Review - THE ELDER SCROLLS V: SKYRIM


Le premesse scatenate da quel primo, epico teaser trailer con il tema portante corale cantato in una lingua ancora incomprensibile al mondo intero non potevano apparire più ovvie: il quinto capitolo della saga The Elder Scrolls aveva compulsive manie di grandezza. Voleva prendere tutto quello che la saga era stata fino a quel momento ed elevarlo a nuova tavola periodica degli elementi del gioco di ruolo perfetto. Undici mesi dopo quel trailer, undici mesi che sono sembrati più lunghi dei cinque anni passati da Oblivion, esattamente l’11 Novembre 2011, The Elder Scrolls V: Skyrim fu finalmente a disposizione di tutti i videogiocatori. Undici mesi e cento ore di gioco dopo, se ne può tentare un’analisi.



Sono passati circa duecento anni dagli avvenimenti del quarto capitolo. L’Impero Tamriel ha perso una guerra su larga scala contro il vicino Stato elfico dei Thalmor, che hanno imposto loro di bandire il culto di Talos, leggendario eroe nordico. Questa decisione ha comportato in Skyrim, la regione più a nord dell’Impero, la nascita di un movimento separatista detto Manto della Tempesta. Ma tutto questo all’inizio non vi riguarda: siete un prigioniero che ha oltrepassato clandestinamente il confine per Skyrim ed è stato catturato assieme ad altri due uomini. Uno di essi, Ulfric, sembra essere uno importante. La creazione del personaggio viene così elegantemente introdotta, permettendovi di personalizzare nei minimi dettagli il vostro alter-ego in ogni dettaglio somatico e anche nella corporatura. La vostra esecuzione verrà però interrotta da cause di forza maggiore e, dopo una rocambolesca quanto accelerata fuga che funge da tutorial, vi ritroverete liberi.
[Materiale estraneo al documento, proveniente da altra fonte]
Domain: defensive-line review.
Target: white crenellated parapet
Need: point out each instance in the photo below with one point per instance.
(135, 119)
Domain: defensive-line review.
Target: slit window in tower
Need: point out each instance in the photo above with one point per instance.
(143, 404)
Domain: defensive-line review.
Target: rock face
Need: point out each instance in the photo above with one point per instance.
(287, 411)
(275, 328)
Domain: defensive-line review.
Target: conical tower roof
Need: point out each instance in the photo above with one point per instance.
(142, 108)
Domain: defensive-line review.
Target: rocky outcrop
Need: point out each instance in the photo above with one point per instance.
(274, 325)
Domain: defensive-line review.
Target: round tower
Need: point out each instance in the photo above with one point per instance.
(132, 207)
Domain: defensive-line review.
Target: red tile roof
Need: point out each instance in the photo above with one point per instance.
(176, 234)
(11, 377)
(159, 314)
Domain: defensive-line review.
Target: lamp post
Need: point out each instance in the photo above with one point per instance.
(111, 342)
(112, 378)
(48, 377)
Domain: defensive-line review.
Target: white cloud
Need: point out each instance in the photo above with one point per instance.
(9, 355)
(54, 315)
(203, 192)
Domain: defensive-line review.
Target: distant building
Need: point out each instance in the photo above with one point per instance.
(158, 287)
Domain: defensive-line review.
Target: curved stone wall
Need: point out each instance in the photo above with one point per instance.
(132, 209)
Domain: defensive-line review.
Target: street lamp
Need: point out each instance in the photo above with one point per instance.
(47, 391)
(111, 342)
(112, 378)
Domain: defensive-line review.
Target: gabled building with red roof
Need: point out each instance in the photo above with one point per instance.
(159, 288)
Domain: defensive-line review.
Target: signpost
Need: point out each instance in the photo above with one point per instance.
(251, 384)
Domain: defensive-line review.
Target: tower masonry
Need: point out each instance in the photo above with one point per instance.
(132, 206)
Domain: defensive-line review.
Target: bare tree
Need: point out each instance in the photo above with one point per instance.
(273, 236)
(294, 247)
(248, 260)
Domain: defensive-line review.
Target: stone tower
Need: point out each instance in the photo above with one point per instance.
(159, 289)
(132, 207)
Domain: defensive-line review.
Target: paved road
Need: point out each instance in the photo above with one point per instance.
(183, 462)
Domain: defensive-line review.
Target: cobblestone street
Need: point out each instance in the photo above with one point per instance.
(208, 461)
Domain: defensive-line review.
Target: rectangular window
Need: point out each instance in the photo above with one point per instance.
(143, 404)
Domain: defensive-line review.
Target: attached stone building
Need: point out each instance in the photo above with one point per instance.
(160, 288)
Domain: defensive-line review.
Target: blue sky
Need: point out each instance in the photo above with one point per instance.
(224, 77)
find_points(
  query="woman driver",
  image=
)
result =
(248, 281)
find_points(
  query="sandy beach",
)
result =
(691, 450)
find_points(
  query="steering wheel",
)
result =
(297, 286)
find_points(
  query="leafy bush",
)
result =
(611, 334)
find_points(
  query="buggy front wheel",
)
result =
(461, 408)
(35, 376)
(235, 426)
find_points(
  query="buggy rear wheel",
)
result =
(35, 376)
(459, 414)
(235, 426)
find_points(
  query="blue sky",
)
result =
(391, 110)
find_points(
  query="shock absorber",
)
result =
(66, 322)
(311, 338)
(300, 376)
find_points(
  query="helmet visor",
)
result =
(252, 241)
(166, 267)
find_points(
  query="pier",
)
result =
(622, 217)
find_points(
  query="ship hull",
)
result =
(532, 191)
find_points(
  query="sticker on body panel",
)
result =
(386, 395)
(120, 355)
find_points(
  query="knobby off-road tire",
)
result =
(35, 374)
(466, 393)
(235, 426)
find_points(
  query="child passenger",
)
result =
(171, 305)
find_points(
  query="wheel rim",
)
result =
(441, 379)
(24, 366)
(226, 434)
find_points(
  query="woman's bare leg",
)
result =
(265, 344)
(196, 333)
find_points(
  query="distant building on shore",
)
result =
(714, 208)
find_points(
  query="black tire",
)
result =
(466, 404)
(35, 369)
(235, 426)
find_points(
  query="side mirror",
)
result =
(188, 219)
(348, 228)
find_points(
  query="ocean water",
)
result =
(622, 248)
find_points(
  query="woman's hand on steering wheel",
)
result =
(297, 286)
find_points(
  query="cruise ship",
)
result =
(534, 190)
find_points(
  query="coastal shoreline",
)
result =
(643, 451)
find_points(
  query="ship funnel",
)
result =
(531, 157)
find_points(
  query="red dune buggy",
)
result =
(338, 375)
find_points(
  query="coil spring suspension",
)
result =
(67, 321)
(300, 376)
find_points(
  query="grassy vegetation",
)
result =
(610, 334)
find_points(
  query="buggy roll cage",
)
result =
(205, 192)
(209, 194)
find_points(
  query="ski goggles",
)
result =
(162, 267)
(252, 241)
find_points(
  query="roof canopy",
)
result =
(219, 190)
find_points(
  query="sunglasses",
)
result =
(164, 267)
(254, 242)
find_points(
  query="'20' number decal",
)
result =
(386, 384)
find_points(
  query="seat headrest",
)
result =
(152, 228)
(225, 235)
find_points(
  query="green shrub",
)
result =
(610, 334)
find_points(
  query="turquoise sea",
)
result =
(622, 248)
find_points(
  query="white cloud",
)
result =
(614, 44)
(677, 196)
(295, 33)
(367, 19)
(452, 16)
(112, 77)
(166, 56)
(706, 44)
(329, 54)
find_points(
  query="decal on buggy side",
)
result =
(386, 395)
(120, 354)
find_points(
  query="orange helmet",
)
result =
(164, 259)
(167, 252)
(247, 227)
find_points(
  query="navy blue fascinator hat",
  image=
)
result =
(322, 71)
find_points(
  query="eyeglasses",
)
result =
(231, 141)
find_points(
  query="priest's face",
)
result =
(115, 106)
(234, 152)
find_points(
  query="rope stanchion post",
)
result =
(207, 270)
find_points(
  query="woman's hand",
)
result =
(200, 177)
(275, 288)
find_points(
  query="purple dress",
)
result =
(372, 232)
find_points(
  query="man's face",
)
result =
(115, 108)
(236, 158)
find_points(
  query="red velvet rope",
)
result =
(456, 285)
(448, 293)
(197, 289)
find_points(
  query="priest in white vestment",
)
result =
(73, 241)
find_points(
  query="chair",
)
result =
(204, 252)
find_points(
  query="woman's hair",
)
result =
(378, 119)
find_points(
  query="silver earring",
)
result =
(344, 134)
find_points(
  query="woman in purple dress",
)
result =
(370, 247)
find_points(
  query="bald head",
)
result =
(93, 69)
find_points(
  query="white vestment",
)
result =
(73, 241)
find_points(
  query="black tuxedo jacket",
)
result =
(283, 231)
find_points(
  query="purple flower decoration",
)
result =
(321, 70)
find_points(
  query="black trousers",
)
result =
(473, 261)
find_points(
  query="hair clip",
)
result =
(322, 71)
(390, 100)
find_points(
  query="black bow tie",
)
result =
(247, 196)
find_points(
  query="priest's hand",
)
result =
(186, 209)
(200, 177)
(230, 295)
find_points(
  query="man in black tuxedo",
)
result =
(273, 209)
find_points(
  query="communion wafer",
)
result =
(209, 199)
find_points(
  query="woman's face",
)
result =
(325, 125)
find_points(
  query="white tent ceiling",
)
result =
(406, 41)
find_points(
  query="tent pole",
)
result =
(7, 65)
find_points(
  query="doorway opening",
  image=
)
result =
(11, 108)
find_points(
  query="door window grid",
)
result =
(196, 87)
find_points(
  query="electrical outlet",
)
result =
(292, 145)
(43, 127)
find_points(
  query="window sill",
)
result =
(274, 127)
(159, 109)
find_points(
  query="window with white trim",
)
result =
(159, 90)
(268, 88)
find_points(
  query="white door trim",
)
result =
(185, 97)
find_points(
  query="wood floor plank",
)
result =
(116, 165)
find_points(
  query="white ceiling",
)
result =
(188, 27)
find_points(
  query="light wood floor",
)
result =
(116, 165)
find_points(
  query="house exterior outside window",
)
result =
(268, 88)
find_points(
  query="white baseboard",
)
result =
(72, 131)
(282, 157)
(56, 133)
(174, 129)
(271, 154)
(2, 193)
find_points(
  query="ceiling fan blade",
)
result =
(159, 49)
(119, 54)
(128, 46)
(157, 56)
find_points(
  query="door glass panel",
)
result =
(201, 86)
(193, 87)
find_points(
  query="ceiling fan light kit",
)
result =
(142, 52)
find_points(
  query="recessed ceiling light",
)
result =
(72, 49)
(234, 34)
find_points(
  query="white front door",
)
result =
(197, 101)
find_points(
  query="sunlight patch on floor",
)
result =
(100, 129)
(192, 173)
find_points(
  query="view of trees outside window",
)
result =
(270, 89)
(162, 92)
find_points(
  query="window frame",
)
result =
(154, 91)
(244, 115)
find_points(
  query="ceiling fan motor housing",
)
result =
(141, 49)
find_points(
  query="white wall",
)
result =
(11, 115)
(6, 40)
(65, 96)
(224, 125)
Da qui, è tutto nelle vostre mani. Potrete decidere di seguire la trama portante, dare il vostro contributo nella guerra civile, unirvi alle gilde, o semplicemente girovagare impavidamente in cerca di avventure, di storie, di eventi. Niente vi sarà precluso o inaccessibile, e soprattutto non avrete vincoli temporali né nell’acquisire un compito né nel portarlo a termine. Tutte cose ormai standard nella serie, tuttavia vi sono alcuni importanti cambiamenti: il sistema di crescita del personaggio è stato totalmente rifatto, eliminando sia i classici attributi come Forza, Destrezza eccetera sia lo scomodo sistema di classi: adesso sono rimaste solo le abilità, che crescono in maniera proporzionale al loro uso; ad ogni avanzamento di livello sceglieremo di aumentare di dieci punti salute, energia magica o energia fisica e ci verrà assegnato un punto abilità da spendere in ciascun ramo di specializzazione, rappresentato come le stelle di una costellazione. Addio quindi alle scelte prese a tavolino, in favore di un sistema basato su nient’altro che le azioni compiute. La scelta più importante rimane comunque la razza, che vi renderà più o meno predisposti verso una certa specializzazione, comunque non in modo tale da precludervi una qualsiasi delle altre strade.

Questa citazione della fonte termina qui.